Zum Vorstoß der Bundesländer, für ihre Angestellten die Arbeitszeiten zu erhöhen, schreibt der Berliner TAGESSPIEGEL:

"Der deutsche Politdiskutant ist ein zäher Bursche mit alten Reflexen, und das ist schlecht. Aufs Stichwort 'Arbeitszeit' schnappen Arbeitgeber und Gewerkschafter, Regierende und Opponierende zu, als hätte es die elende Reformdebatte nie gegeben."

Und an anderer Stelle:

"Es macht eben einen Unterschied, ob eine schlecht bezahlte Krankenschwester, womöglich allein erziehende Mutter mit Betreuungsproblem, ein paar Stunden pro Woche mehr arbeiten muss fürs selbe Geld, oder ob es sich bei dem Mehrarbeiter um einen finanziell kommod eingerichteten Aufstreber handelt, dem - und bei dem - es nicht so darauf ankommt."

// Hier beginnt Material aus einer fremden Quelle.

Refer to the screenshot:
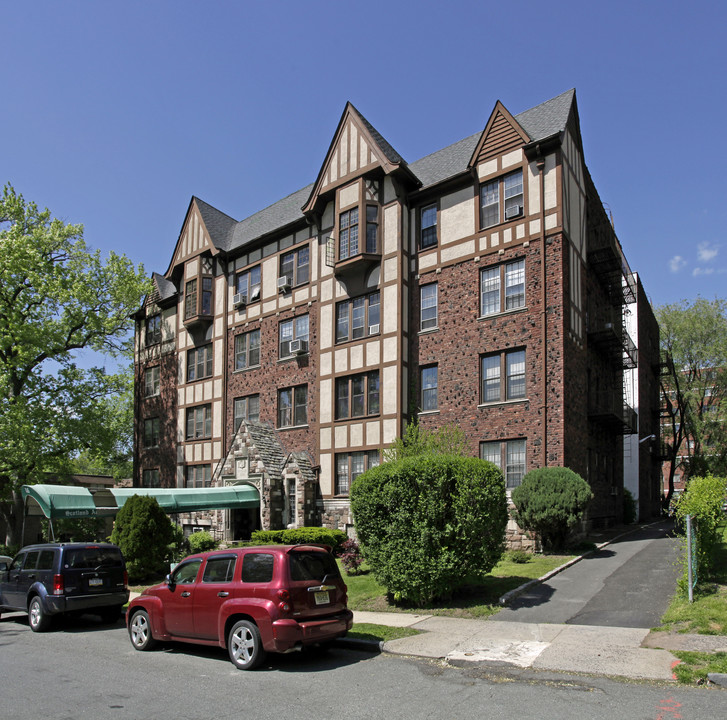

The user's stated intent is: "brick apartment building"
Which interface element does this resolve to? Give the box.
[134,90,660,539]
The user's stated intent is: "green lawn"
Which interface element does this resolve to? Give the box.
[655,523,727,684]
[344,555,574,618]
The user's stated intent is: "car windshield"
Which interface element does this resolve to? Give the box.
[65,547,122,570]
[289,550,340,582]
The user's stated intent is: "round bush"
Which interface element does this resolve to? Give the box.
[351,455,507,606]
[512,467,593,550]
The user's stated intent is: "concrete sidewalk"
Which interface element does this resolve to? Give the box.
[354,612,727,681]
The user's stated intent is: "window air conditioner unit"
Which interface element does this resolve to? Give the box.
[290,340,308,355]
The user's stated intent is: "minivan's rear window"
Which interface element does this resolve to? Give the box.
[65,547,123,570]
[288,550,340,582]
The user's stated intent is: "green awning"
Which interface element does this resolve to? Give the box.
[21,485,260,519]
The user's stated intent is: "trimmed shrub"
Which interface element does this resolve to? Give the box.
[350,455,507,606]
[341,538,363,575]
[111,495,175,582]
[187,530,217,553]
[676,475,727,578]
[512,467,593,550]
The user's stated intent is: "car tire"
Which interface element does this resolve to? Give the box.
[98,605,122,623]
[129,610,157,650]
[28,595,51,632]
[227,620,265,670]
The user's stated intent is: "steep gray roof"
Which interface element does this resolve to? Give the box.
[198,89,575,252]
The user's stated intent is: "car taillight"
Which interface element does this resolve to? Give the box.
[278,590,293,613]
[53,575,63,595]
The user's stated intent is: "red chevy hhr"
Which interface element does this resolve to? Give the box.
[126,545,353,670]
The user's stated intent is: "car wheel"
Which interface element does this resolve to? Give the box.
[227,620,265,670]
[98,605,122,623]
[129,610,156,650]
[28,595,51,632]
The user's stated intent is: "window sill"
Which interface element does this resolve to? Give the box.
[477,305,528,320]
[477,398,530,408]
[232,365,261,375]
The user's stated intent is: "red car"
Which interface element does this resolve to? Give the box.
[126,545,353,670]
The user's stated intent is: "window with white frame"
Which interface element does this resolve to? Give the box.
[144,365,159,397]
[186,404,212,440]
[278,385,308,428]
[419,283,438,330]
[336,290,381,342]
[419,203,437,250]
[184,465,212,487]
[334,450,381,495]
[233,395,260,432]
[235,265,262,303]
[480,170,524,229]
[279,245,310,287]
[278,315,308,358]
[336,370,381,420]
[235,328,260,370]
[419,365,439,412]
[480,350,525,403]
[187,343,212,382]
[480,260,525,316]
[480,439,526,488]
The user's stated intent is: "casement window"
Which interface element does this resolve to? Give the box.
[336,291,381,342]
[480,350,525,403]
[144,365,160,397]
[278,385,308,428]
[334,450,381,495]
[336,370,381,420]
[234,395,260,432]
[480,260,525,316]
[141,468,160,487]
[144,418,159,447]
[419,283,438,330]
[187,405,212,440]
[144,315,162,346]
[419,365,439,412]
[187,343,212,382]
[184,465,212,487]
[184,275,212,320]
[278,245,310,287]
[480,439,526,488]
[419,203,437,250]
[235,329,260,370]
[235,265,262,304]
[480,170,524,229]
[278,315,308,359]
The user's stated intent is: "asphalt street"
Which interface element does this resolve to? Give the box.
[496,520,681,628]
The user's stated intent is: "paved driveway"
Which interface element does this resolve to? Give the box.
[495,520,681,628]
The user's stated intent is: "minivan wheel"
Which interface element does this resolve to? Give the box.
[227,620,265,670]
[28,595,51,632]
[129,610,157,650]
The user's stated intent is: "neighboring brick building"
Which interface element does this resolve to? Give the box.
[135,90,658,539]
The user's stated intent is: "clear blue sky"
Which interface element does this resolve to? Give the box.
[0,0,727,305]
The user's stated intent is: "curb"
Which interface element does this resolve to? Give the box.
[498,520,661,607]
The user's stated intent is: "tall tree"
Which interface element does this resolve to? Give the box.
[0,185,149,544]
[656,297,727,506]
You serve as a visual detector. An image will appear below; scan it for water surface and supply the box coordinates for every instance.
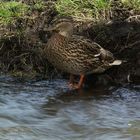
[0,76,140,140]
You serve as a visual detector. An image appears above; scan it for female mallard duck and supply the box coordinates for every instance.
[44,21,121,89]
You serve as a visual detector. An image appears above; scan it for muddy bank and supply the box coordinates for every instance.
[0,1,140,84]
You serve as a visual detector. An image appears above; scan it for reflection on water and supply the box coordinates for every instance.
[0,77,140,140]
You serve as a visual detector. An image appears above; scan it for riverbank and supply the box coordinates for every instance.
[0,0,140,84]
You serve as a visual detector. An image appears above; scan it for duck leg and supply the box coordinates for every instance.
[74,75,85,89]
[69,74,74,88]
[69,75,85,89]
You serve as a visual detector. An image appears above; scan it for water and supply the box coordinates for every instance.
[0,77,140,140]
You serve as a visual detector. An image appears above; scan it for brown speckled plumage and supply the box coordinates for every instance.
[44,20,121,88]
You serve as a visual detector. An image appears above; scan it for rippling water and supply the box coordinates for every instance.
[0,77,140,140]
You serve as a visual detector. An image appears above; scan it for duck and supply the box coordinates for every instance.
[43,21,122,89]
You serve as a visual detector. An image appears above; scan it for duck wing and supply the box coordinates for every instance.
[68,35,114,63]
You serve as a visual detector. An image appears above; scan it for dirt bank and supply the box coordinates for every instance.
[0,1,140,83]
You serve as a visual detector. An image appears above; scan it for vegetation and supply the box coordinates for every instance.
[121,0,140,10]
[0,0,140,81]
[56,0,111,20]
[0,1,29,25]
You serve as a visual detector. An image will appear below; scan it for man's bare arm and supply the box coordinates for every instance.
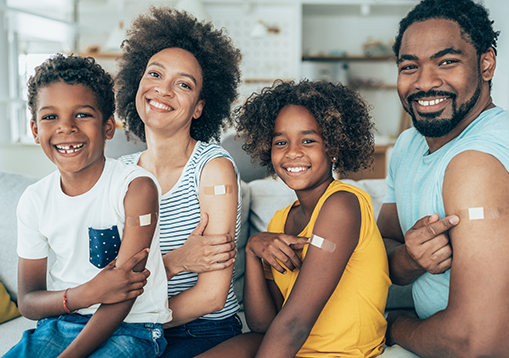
[389,151,509,358]
[377,203,458,285]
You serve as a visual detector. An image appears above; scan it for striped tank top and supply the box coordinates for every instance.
[119,141,242,320]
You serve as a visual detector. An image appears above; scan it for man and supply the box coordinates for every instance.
[378,0,509,357]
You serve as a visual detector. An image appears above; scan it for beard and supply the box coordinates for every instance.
[403,76,483,138]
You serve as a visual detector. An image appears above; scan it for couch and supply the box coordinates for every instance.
[0,171,413,356]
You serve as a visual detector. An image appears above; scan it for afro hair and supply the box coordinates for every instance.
[235,80,374,175]
[392,0,499,57]
[116,7,241,142]
[28,54,115,122]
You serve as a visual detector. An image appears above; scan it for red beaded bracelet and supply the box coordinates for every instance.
[64,288,77,314]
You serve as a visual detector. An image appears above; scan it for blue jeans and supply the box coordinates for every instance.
[161,315,242,358]
[4,314,166,358]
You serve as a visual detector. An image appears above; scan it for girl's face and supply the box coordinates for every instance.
[136,47,205,137]
[271,105,332,190]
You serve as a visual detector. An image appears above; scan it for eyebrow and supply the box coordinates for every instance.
[147,62,198,85]
[396,47,463,65]
[39,104,97,112]
[272,129,318,138]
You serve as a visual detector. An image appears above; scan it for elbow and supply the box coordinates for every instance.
[444,325,509,358]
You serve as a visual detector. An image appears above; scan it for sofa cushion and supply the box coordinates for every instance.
[0,171,38,302]
[0,283,19,323]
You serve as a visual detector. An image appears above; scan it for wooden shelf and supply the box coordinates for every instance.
[302,55,396,62]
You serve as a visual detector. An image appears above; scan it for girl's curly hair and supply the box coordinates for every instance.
[235,80,374,174]
[28,53,115,122]
[116,7,241,142]
[392,0,500,57]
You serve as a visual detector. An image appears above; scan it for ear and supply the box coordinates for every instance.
[103,116,117,139]
[480,47,497,82]
[193,99,205,119]
[30,121,41,144]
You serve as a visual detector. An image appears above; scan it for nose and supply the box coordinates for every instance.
[285,143,303,159]
[57,116,78,134]
[156,81,175,97]
[415,66,442,92]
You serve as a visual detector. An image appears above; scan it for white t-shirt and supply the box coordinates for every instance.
[17,158,172,323]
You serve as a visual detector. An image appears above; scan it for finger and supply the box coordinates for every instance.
[121,248,150,271]
[424,215,460,239]
[264,257,286,274]
[191,213,209,236]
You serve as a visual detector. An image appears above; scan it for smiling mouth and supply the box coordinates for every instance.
[416,98,447,107]
[285,167,308,173]
[148,99,173,111]
[55,143,84,154]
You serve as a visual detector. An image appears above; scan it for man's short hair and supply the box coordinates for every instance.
[392,0,500,57]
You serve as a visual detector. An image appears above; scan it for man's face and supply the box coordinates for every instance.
[398,19,483,138]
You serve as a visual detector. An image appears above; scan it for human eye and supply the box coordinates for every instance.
[272,139,287,147]
[76,112,93,118]
[440,59,458,66]
[41,114,57,120]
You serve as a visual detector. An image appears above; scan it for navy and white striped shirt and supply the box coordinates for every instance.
[120,142,242,320]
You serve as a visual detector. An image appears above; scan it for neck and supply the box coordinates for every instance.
[426,91,495,153]
[60,156,106,196]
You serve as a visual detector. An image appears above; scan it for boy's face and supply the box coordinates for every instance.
[30,82,115,180]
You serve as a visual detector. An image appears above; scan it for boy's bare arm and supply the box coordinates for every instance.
[256,192,361,358]
[60,177,159,357]
[389,151,509,357]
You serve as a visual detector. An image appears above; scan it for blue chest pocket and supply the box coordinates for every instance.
[88,225,120,268]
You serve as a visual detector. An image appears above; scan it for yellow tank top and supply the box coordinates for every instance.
[264,181,391,357]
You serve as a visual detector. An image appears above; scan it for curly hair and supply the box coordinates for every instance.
[235,80,374,175]
[392,0,500,57]
[116,7,241,142]
[28,54,115,122]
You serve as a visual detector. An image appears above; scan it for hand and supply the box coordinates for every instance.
[246,232,309,274]
[405,214,459,274]
[385,310,418,347]
[163,213,237,279]
[86,249,150,304]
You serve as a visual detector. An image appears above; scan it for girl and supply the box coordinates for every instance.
[117,7,242,358]
[198,81,390,357]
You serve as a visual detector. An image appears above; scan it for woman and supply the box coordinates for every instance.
[117,7,242,358]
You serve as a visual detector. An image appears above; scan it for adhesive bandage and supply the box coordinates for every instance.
[310,235,336,252]
[458,206,500,220]
[125,213,157,226]
[203,185,233,195]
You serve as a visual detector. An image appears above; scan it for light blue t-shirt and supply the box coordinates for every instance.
[384,107,509,319]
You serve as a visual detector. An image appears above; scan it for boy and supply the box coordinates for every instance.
[6,55,171,357]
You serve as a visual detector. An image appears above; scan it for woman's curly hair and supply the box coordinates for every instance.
[235,80,374,174]
[116,7,241,142]
[28,54,115,122]
[392,0,500,57]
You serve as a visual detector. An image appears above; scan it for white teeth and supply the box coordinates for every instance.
[55,144,83,154]
[286,167,307,173]
[417,98,446,106]
[149,100,171,111]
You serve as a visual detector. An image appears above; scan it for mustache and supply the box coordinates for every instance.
[406,90,456,103]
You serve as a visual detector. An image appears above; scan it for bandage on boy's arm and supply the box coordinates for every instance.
[164,158,240,328]
[57,177,159,357]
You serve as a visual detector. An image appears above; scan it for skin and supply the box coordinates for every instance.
[200,105,361,357]
[379,20,509,357]
[18,82,158,357]
[136,48,239,328]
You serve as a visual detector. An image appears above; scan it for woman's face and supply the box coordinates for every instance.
[136,47,205,134]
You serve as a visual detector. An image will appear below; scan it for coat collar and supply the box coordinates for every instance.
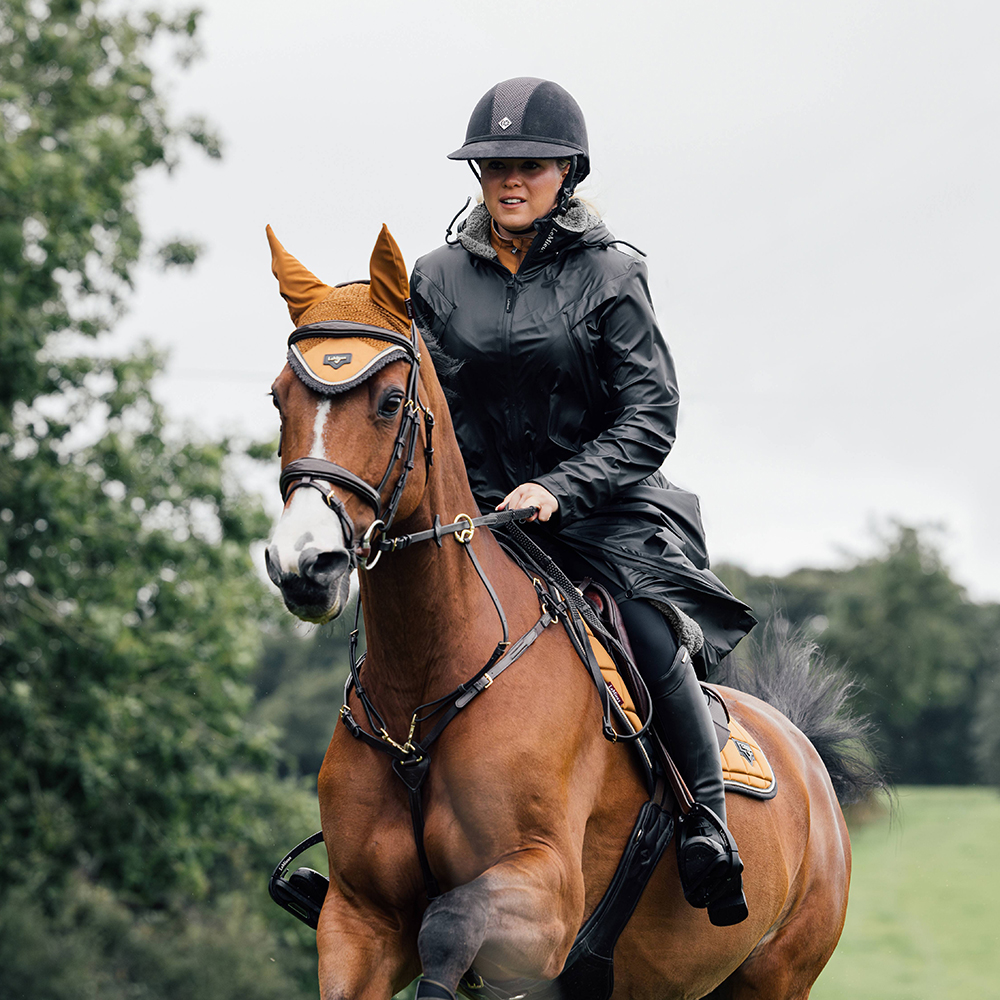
[458,199,611,273]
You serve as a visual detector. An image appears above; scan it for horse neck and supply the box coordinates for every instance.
[360,372,519,729]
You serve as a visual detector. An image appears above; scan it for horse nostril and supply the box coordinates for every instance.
[299,549,351,586]
[264,545,282,587]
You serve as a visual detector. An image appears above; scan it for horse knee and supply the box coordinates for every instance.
[417,882,490,983]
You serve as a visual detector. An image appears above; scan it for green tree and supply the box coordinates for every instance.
[0,0,318,1000]
[719,525,1000,783]
[0,0,219,418]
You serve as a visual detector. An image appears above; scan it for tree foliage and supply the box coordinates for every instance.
[0,0,219,418]
[720,525,1000,784]
[0,0,318,1000]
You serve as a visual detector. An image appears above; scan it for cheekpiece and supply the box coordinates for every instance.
[288,321,413,396]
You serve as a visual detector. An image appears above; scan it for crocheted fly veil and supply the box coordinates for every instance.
[267,226,410,395]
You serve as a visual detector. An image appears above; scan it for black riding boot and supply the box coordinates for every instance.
[621,601,747,927]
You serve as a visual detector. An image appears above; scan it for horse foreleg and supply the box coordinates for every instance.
[316,893,418,1000]
[417,849,584,1000]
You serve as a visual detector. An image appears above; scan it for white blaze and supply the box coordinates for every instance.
[268,399,346,576]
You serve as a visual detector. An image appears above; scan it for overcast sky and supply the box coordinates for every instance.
[119,0,1000,600]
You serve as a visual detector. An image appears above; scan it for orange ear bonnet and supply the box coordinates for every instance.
[288,321,409,395]
[267,226,415,395]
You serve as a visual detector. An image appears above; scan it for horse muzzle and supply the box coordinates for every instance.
[264,490,357,624]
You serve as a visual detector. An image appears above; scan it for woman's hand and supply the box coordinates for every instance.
[497,483,559,521]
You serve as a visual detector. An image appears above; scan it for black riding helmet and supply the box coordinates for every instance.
[448,76,590,211]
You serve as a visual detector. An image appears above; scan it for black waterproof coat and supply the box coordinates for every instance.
[410,202,755,674]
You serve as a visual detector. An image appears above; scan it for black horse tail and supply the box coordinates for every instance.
[712,616,892,806]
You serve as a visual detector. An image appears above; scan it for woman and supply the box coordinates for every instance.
[411,77,755,924]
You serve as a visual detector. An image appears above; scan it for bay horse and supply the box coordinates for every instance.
[266,227,876,1000]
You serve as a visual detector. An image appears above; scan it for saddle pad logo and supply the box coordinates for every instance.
[323,354,353,369]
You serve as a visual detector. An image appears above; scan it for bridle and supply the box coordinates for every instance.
[279,308,434,569]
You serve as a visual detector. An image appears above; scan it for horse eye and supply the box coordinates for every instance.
[378,392,403,417]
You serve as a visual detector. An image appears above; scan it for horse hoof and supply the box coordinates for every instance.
[414,977,455,1000]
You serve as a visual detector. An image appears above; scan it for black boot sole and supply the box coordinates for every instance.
[708,879,750,927]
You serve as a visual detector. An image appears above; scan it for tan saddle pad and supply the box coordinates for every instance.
[587,628,777,799]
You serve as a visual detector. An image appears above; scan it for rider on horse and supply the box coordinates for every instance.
[411,77,755,924]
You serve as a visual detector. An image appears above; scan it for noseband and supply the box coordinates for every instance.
[279,312,434,569]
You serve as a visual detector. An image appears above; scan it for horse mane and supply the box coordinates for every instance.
[712,615,892,805]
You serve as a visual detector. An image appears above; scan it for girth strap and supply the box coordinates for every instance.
[340,609,556,899]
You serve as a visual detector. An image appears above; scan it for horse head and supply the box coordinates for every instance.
[265,226,436,623]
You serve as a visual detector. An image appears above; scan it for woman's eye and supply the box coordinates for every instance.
[378,392,403,417]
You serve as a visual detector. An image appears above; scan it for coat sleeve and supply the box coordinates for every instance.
[535,261,680,525]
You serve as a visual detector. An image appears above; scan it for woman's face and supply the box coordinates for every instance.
[479,160,569,235]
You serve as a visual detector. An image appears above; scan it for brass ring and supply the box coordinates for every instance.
[358,518,385,570]
[451,514,476,545]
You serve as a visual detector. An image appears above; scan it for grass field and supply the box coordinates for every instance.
[811,787,1000,1000]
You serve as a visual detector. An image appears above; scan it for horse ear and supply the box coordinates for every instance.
[267,226,333,326]
[368,223,410,326]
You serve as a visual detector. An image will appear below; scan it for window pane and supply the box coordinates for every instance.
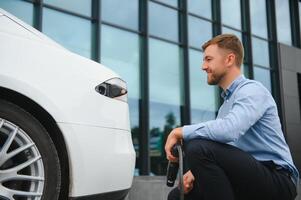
[250,0,268,38]
[157,0,176,7]
[101,25,140,167]
[275,0,292,45]
[188,16,212,48]
[221,0,241,30]
[0,0,33,26]
[43,8,91,58]
[149,2,179,41]
[253,67,272,92]
[222,26,242,41]
[149,39,180,175]
[187,0,212,19]
[101,0,138,30]
[44,0,91,16]
[189,50,218,124]
[252,37,270,67]
[299,1,301,36]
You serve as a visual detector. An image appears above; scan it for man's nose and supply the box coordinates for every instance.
[201,63,208,71]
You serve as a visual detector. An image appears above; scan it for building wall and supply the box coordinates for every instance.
[278,44,301,171]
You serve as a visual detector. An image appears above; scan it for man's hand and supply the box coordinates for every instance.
[183,170,194,194]
[165,127,183,162]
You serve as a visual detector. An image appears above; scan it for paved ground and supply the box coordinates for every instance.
[126,176,301,200]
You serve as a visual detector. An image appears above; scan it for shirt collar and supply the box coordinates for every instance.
[221,75,246,100]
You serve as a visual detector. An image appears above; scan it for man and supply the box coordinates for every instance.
[165,34,299,200]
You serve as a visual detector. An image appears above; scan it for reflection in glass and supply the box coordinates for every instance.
[157,0,177,7]
[253,66,272,92]
[189,50,218,124]
[43,8,91,58]
[250,0,268,38]
[275,0,292,45]
[0,0,33,25]
[149,39,180,175]
[222,26,242,41]
[149,2,179,42]
[187,0,212,19]
[252,37,270,67]
[188,16,212,49]
[221,0,241,30]
[101,0,138,30]
[43,0,91,16]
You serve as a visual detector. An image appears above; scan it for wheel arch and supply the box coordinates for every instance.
[0,87,70,200]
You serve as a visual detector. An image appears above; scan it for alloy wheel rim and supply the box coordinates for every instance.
[0,118,45,200]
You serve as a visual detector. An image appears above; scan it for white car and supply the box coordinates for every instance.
[0,9,135,200]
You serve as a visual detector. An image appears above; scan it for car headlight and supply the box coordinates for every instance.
[95,78,127,102]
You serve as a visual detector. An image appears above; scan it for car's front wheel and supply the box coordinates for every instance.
[0,100,61,200]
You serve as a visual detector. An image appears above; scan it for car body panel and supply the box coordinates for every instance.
[0,9,135,197]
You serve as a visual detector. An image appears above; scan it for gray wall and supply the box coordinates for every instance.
[278,44,301,172]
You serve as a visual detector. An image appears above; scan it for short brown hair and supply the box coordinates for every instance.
[202,34,244,67]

Die NEUE WESTFÄLISCHE aus Bielefeld merkt an:

"Es liegt nur wenige Jahre zurück, da galt die Verkürzung der Arbeitszeit als geeignetes Mittel im Kampf gegen die Arbeitslosigkeit. Jetzt geht der Trend in die entgegen gesetzte Richtung. Arbeitgeber, CSU-Chef Edmund Stoiber, der Bundespräsidentenkandidat der Union, Horst Köhler, und die FDP sehen in einer unbezahlten Verlängerung der Arbeitszeit das Allheilmittel gegen Wachstumsschwäche, Betriebsverlagerungen ins Ausland und den weiteren Abbau von Arbeitsplätzen in Deutschland."

Ähnlich sieht es die FULDAER ZEITUNG:

"Wenn ein Verdi-Sprecher warnt, dass eine 40-Stunden-Woche ohne Lohnausgleich 'faktisch eine Gehaltskürzung' bedeute, hat er Recht. Genau das ist der Sinn der Sache. Der Faktor Arbeit muss preiswerter werden, damit deutsche Produkte und Dienstleistungen ihre Konkurrenzfähigkeit nicht verlieren."

Harsche Kritik kommt dagegen von der HAMBURGER MORGENPOST:

"Die spinnen, die Römer. Für wie blöd müssen uns Stoiber und Co. halten, dass sie uns weismachen wollen, wir müssten pro Woche fünf bis sieben Stunden unbezahlte Mehrarbeit leisten, um die Konkurrenzfähigkeit des Standorts Deutschland zu bewahren und damit unsere Arbeitsplätze zu retten? Ist Deutschland etwa mangels Konkurrenzfähigkeit oder weil wir alle zu wenig arbeiten immer noch Exportweltmeister? Nein, denn auf Effizienz und Qualität der Arbeit kommt es an. Und Qualität hat ihren Preis. Da liegt der Hund begraben."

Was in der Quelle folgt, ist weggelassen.